Hilde Annine Hasselberg is one of the participants in this year’s round of the mentor programme Borealis Ung Komponist. We checked in to see how she’s doing, and get to know her a bit better.
How are you, and what are you up to these days?
I’m good! I think! There’s a lot happening these days. I just started a new job as a vocal coach in a music school in Kvam (1 hour outside Bergen), I’m also involved in a super exciting and ambitious school project with BIT20 Ensemble in addition to lots of other future projects that I’m planning.
You’re participating in round three of our Mentor Programme Borealis Ung Komponist – how does it feel?
Amazing! And overwhelming and scary and inspiring and motivating! I’m so grateful to be given this opportunity. I feel really priviledged! The composer in my head has never been so excited as after the first gathering with one of our mentors Carmina Escobar. I mean, you can’t be anything but inspired when you get to work with such wonderful mentors, great musicians from ensemble Yrry, lovely co-composers, and last but not least the amazing Borealis Team. I know this can all come across as a bit over the top – but I mean it! At the same time it’s very challenging. Sometimes I’m scared I won’t make it, or that it will just turn out bad! I don’t really think it will, though. I’m hoping to create something good. Or at least something very me!
When do you compose? And what do you need to make it happen?
I feel like I compose almost all the time. The piece I’m working on is always with me in the back of my head.
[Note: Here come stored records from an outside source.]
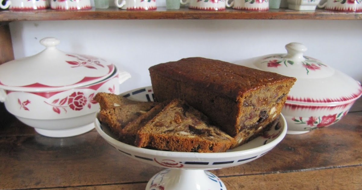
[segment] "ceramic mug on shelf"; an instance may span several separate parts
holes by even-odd
[[[226,1],[227,7],[246,10],[268,10],[268,0],[229,0]]]
[[[180,0],[181,4],[189,3],[189,8],[205,10],[219,10],[226,8],[224,0]]]
[[[156,0],[115,0],[118,8],[125,10],[149,10],[157,8]]]
[[[55,10],[82,10],[92,8],[90,0],[50,0],[50,8]]]
[[[362,0],[327,0],[317,6],[326,10],[346,12],[362,11]]]
[[[4,1],[6,3],[3,5]],[[21,10],[45,9],[49,7],[47,0],[0,0],[0,8],[3,9]]]

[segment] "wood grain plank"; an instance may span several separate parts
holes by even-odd
[[[71,14],[70,14],[71,13]],[[359,20],[362,13],[331,11],[317,9],[315,11],[287,9],[267,11],[243,11],[228,8],[224,10],[203,11],[182,7],[167,10],[165,7],[148,11],[125,10],[116,7],[104,9],[60,10],[50,9],[0,11],[0,22],[16,21],[114,20],[114,19],[308,19]]]
[[[228,190],[361,190],[362,166],[221,178]]]
[[[325,128],[287,135],[258,159],[212,172],[223,177],[361,165],[361,113],[349,113]],[[0,138],[0,187],[9,189],[145,182],[163,169],[125,156],[94,130],[68,138]]]
[[[362,166],[221,178],[228,190],[362,189]],[[144,189],[146,183],[56,189],[64,190]],[[50,190],[52,189],[43,189]]]
[[[0,64],[13,59],[14,52],[8,23],[0,23]]]

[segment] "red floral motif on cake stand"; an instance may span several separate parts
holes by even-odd
[[[184,167],[184,164],[180,164],[172,160],[164,159],[161,161],[158,161],[156,160],[156,158],[154,158],[153,160],[155,162],[159,164],[168,168],[180,168]]]

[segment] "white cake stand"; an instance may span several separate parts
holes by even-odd
[[[153,100],[152,87],[140,88],[122,94],[130,99]],[[99,113],[99,112],[98,112]],[[96,129],[109,143],[126,156],[140,161],[167,168],[150,180],[146,190],[225,190],[222,181],[207,171],[245,164],[257,159],[283,139],[287,124],[282,115],[261,136],[226,152],[199,153],[157,151],[129,145],[117,139],[106,124],[94,120]]]

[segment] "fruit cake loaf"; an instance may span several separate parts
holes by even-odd
[[[229,149],[234,140],[184,101],[174,99],[141,127],[135,144],[161,150],[220,152]]]
[[[120,138],[122,130],[126,125],[158,104],[154,102],[137,102],[101,110],[98,119],[100,121],[107,123],[113,133]]]
[[[130,122],[122,130],[122,135],[120,140],[123,143],[134,145],[138,130],[159,113],[169,102],[169,101],[166,101],[156,105],[150,111]]]
[[[99,103],[101,109],[137,104],[139,102],[129,100],[121,96],[107,92],[98,92],[93,99]]]
[[[157,101],[185,100],[236,139],[232,148],[277,117],[296,80],[199,57],[161,63],[149,70]]]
Mornings or evenings are the best time for me to sit down and get things done. In the middle of the day I’m useless. I find it hard to work from home these days, so I’ve started going to my “office” in Sangsenteret i Bergen to compose. To be able to get into the working mode I have to have everything I need available. And I really mean EVERYTHING! Missing an eraser, for example, can be super distracting. I always make coffee or tea when I sit down to work and most of the time it ends up getting cold, because I forget to drink it.
You’re a singer yourself, classicly trained, and have been part of several theater productions and performed a lot. How does it feel to not be the one on stage this time?
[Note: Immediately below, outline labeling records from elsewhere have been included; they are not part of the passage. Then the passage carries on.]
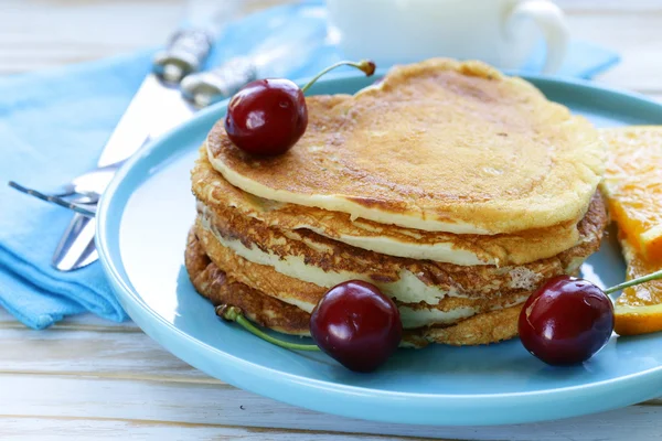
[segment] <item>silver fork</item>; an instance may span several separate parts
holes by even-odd
[[[52,192],[30,189],[13,181],[9,182],[9,186],[39,200],[60,205],[88,217],[94,217],[96,203],[110,183],[119,165],[121,165],[121,162],[81,174],[70,183]]]

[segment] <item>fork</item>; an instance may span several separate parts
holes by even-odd
[[[106,190],[113,175],[122,162],[124,161],[102,166],[81,174],[52,192],[29,189],[14,181],[10,181],[9,186],[39,200],[60,205],[88,217],[94,217],[96,204],[99,201],[102,193],[104,193],[104,190]]]

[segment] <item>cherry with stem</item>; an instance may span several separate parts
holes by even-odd
[[[613,304],[608,294],[658,279],[662,279],[662,270],[601,290],[584,279],[554,277],[524,303],[517,323],[520,340],[549,365],[584,363],[613,332]]]
[[[306,93],[322,75],[340,66],[355,67],[366,76],[375,73],[370,60],[339,62],[327,67],[302,88],[286,78],[250,82],[227,105],[225,132],[244,152],[273,157],[291,149],[308,127]]]
[[[403,334],[399,311],[375,286],[350,280],[331,288],[310,315],[314,345],[284,342],[254,326],[232,305],[216,315],[237,322],[248,332],[292,351],[322,351],[346,368],[367,373],[383,365],[397,349]]]

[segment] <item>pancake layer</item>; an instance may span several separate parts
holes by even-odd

It’s a big change! There’s a big difference in being a part of someone else’s creative process as a singer, and being the “boss” of the process. But I’ve always been curious about these creative processes and I feel like that’s also why I wanted to start my own. It’s also very interesting to give up the performer role. I’ve never written music for anyone but myself before.
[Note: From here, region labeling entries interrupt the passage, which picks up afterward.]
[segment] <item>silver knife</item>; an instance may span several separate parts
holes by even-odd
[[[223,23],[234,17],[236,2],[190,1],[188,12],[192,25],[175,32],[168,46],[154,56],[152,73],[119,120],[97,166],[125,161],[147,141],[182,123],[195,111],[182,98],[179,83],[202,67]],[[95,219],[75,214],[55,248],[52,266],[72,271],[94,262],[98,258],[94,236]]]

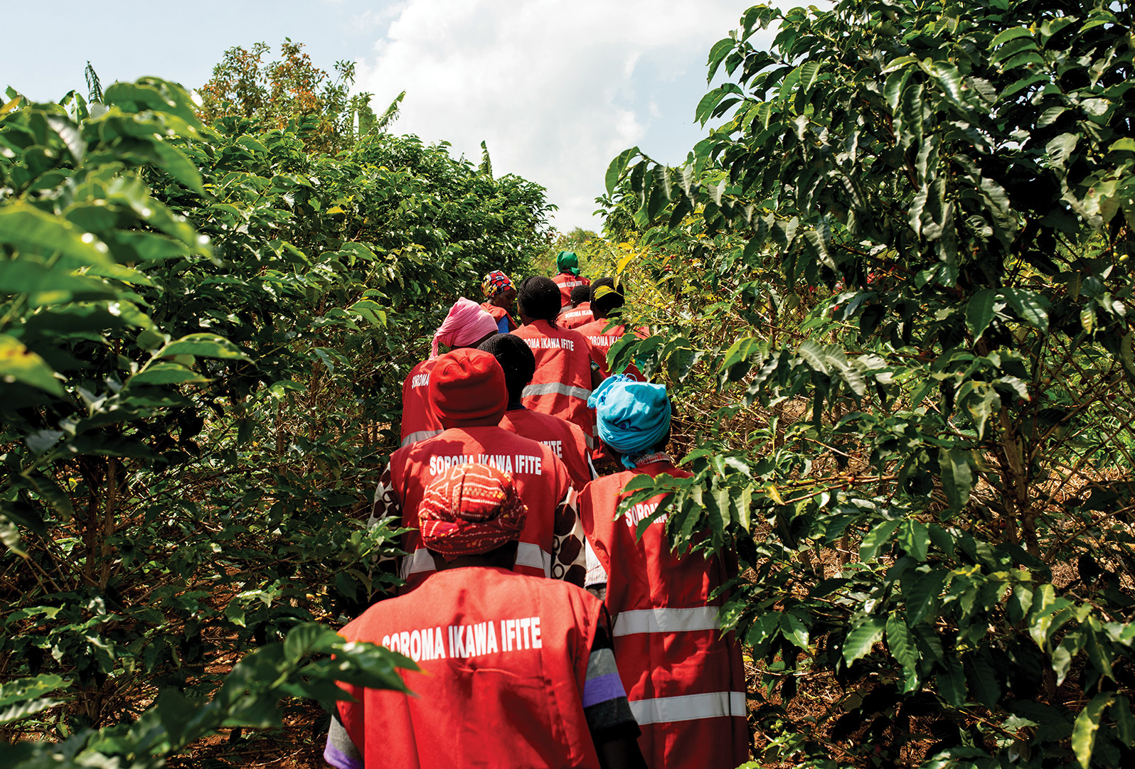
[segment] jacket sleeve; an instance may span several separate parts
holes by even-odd
[[[568,473],[564,471],[564,478]],[[587,575],[587,553],[583,550],[583,523],[575,509],[575,489],[565,483],[564,493],[556,505],[555,533],[552,542],[552,577],[580,588]]]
And the the big question; what are you listening to these days?
More than I have listened to in a long time! One of the good things about going to Kvam twice a week is that you get to listen to lots of music. I feel like my taste is a bit all over the place. Looking at my playlist history from the last weeks I’ve listened among others to Bergen based Building Instruments, Hudson Mohawke, Susanne Sundfør, the soundtrack of the Disney film “Vaiana”, Elton John, Shostakovich and Stein Urheim. Haha!